The same goes for the boss battles. They’re not impossible (like some of Capcom’s) merely time-consuming, overly intricate and not obvious enough in terms of what you’re actually meant to do. A fight against a huge mutant in a ruined church stretched my patience, and at first I thought a subsequent battle against a Metal Gear-style mech would tear it to pieces until I realised that, having jumped through several hoops, it wasn’t a boss battle at all and that I simply hadn’t worked out what I was meant to do while the bothersome bot was disabled. This was lucky, because I’d had to fight the temptation to give up there and then. FAQs will doubtless solve these issues in time, but you have to wonder whether anyone serious play-tested (not just bug-tested) the game.
This is a shame, but I’ve tried not to get angry and lose perspective. For the most part Dark Sector’s core – the action – is perfectly solid and enjoyable. The more you find imaginative ways of using the Glaive, its abilities and the environment to your advantage, the better time you’ll have working through the soviet forces, and the more you’ll be able to ignore things like the disjointed, barely explained plot or the fact that the designers seem to have run out of ideas two thirds of the way through. It’s not the killer single-player campaign it could have been with a bit more work and fine tuning, but it’s a fine way to keep yourself occupied if you’ve finished last year’s big releases and you’re waiting for this year’s to turn up. It’s not that Dark Sector’s great, but at least it’s pretty good.
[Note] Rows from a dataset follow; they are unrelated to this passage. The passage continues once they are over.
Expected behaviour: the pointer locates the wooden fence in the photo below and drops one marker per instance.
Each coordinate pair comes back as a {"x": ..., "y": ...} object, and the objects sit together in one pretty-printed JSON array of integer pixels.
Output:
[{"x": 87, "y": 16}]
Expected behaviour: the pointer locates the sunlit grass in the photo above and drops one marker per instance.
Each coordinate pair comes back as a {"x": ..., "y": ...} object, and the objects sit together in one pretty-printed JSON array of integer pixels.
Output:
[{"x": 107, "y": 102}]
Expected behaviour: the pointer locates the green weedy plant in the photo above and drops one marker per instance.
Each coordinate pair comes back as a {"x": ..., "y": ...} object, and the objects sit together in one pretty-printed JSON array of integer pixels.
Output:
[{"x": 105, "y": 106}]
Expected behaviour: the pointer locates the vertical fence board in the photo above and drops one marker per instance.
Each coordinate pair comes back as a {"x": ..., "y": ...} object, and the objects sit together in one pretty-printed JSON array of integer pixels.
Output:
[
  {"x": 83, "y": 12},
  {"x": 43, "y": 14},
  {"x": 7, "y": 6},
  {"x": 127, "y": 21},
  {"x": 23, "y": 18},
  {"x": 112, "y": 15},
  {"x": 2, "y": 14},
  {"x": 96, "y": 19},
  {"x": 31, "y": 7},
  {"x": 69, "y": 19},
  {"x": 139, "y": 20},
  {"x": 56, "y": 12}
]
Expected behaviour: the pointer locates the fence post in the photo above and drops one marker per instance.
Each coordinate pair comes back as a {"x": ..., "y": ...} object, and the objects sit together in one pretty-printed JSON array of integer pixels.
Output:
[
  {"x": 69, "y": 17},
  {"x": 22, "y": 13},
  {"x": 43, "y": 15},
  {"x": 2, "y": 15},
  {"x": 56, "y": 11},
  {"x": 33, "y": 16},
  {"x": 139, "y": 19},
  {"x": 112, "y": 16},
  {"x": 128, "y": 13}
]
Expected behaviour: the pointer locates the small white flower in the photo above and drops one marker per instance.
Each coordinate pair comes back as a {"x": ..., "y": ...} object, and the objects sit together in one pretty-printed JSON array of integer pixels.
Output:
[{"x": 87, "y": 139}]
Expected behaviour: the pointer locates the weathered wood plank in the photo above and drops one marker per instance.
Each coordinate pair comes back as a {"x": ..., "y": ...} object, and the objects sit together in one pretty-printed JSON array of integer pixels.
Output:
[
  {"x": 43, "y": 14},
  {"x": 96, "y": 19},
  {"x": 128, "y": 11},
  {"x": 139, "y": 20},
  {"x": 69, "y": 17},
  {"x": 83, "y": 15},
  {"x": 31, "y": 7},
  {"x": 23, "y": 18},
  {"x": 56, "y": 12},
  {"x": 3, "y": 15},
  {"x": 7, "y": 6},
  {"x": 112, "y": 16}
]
The online options also show signs of a little care and attention. I fully expected a dodgy deathmatch game featuring teams of infected super-spys, but instead we get two specially designed game types: Infection, pitting a team of grunts against one glaive-packing infected, and Epidemic, a team game where each side has one infected hero and the objective is to snuff the other side’s out. It’s unlikely that either mode is strong enough to survive for long in today’s competitive online battlefield, but Dark Sector’s fans – and there will be some – will get a little more of their money’s worth here.
During the first few hours of play I had high hopes that Dark Sector was going to be this year’s The Darkness – a game that I hadn’t begun the year in eager anticipation of, but would end the year remembering fondly. Unfortunately it didn’t quite end up that way, but for all its rampant idea-grabbing and moments of ill-judged design, it’s still far from being a disaster. If you don’t get it then you won’t miss out on anything that special, but if you’re a fan of good action games, then you wouldn’t regret shelling out for it either. Just prepare for a few ups and downs, and enjoy the affair while it lasts.
While hardly original and packed with causes for irritation, Dark Sector is a decent action game with fine graphics and a handful of brilliant features. If you like the games it apes, it’s well worth picking up.